بِسْمِ اللَّهِ الرَّحْمَنِ الرَّحِيمِ

Tholibul Ilmi Jangan Begini Ya…

 

Alhamdulillah wa sholatu wa salamu ‘alaa Rosulillah wa ‘alaa ashabihi wa maa walaah.

Langsung sajalah ya… Seorang tholibul ilmi (penuntut ilmu syar’i) harusnya laksana ghoits hujan yang bermanfaat. Dimana saja dia ada akan memberikan manfaat pada tempat dia menetap. Tempat menetap seorang tholibul ilmu setelah mesjid dan madrasah adalah rumahnya. Sedangkan teman akrab seorang tholibul ilmi seharusnya adalah anak-anak dan istrinya.

Namun kadang kenyataan berbanding terbalik dengan teori ini.
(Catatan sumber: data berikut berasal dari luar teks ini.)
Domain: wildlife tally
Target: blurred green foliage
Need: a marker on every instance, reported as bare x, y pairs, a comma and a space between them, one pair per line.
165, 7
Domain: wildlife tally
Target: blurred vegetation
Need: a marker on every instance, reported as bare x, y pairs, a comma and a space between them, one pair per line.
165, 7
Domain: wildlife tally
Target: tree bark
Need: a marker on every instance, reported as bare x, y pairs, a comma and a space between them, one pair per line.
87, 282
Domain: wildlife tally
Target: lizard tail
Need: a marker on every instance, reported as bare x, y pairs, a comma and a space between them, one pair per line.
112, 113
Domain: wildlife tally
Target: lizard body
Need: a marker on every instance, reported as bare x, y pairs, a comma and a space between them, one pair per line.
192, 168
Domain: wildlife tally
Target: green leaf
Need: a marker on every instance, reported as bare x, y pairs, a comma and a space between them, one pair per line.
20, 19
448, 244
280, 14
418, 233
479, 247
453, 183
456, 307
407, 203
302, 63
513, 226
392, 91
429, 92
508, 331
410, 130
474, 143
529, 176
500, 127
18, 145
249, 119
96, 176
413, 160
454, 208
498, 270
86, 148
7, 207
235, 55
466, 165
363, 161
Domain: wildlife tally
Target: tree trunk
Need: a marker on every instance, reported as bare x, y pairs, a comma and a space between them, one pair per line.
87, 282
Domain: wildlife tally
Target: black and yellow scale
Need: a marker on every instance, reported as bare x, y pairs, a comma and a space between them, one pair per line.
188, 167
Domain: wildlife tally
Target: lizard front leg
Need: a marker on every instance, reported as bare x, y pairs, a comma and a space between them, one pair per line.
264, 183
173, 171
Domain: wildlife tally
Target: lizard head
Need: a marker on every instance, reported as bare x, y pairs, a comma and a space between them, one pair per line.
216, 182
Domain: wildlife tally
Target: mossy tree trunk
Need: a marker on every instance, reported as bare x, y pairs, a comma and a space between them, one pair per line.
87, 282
Sebuah kesalahan dalam adab dan akhlak sering membuat orang yang seharusnya memiliki hak besar atas diri seorang tholibul ilmu malah terabaikan. Wahai saudaraku, ketahuilah Allah ‘Azza wa Jalla berfirman,

يَا أَيُّهَا الَّذِينَ آَمَنُوا قُوا أَنْفُسَكُمْ وَأَهْلِيكُمْ نَارًا

“Wahai orang-orang yang beriman, jagalah dirimu dan keluargamu dari api neraka”.

(QS. At Tahrim [66] : 6)

Demikian seharusnya. Sulit memang mendakwahi keluarga sendiri, terutama bila dahulunya kita mantan pelaku maksiat. Namun itulah tantangannya. Di keluarga kita lebih dituntut dengan da’wah bil haal atau dakwah dengan sikap nyata. Sikap nyata ini lebih menjurus kepada akhlak yang mulia. Ini jauh lebih efektif daripada ceramah.

Terkait dengan judul di atas, ada sebuah nasihat yang bagi kita para tholibul ilmi dari seorang tabi’in. Beliau adalah Abu Hazim Rohimahullah. Beliau mengatakan sebagaimana yang diriwayatkan dari Ya’qub bin Abdur Rohman,

Tholibul Ilmi Jangan Begini Ya 1

“Orang yang buruk akhlaknya adalah orang yang paling celaka dari seluruh manusia (dengan buruknya akhlaknya -pen) padahal dirinya adalah sosok yang berada di antara dua lambungnya sendiri. Dirinya sendiri akan mendapatkan dampak yang buruk dari akhlaknya tersebut. Kemudian setelah itu istrinya lalu anaknya. Sampai-sampai ketika dia masuk rumahnya, sesungguhnya (semula) istri dan anaknya sedang dalam keadaan senang, ceria, riang gembira. Lantas ketika mereka mendengar suara anda masuk serta merta mereka pun lari (masuk kamar mungkin) karena takut akhlak buruk anda. Sampai-sampai hewan yang ada di rumahnya pun menghindar darinya karena sering dilempari batu olehnya. Demikian pula anjing (pemburunya mungkin –pen) lompat tembok karena takut akhlak buruknya juga. Bahkan kucingnya pun lari tunggang langgang karena takut dengan keburukan akhlaknya”[1].

Jangan sampai gitu ya…

Dicuplik dari Ma’alim fi i Thoriq Tholabil Ilmi hal. 115-116 cet Darul ‘Ashomah, Riyadh, KSA

 

Setelah Isya, 22 Robi’ul Awwal 1437 H, 1 Januari 2016 M

Aditya Budiman bin Usman bin Zubir

[1] As Siyar A’lam An Nubala hal. 99/VI.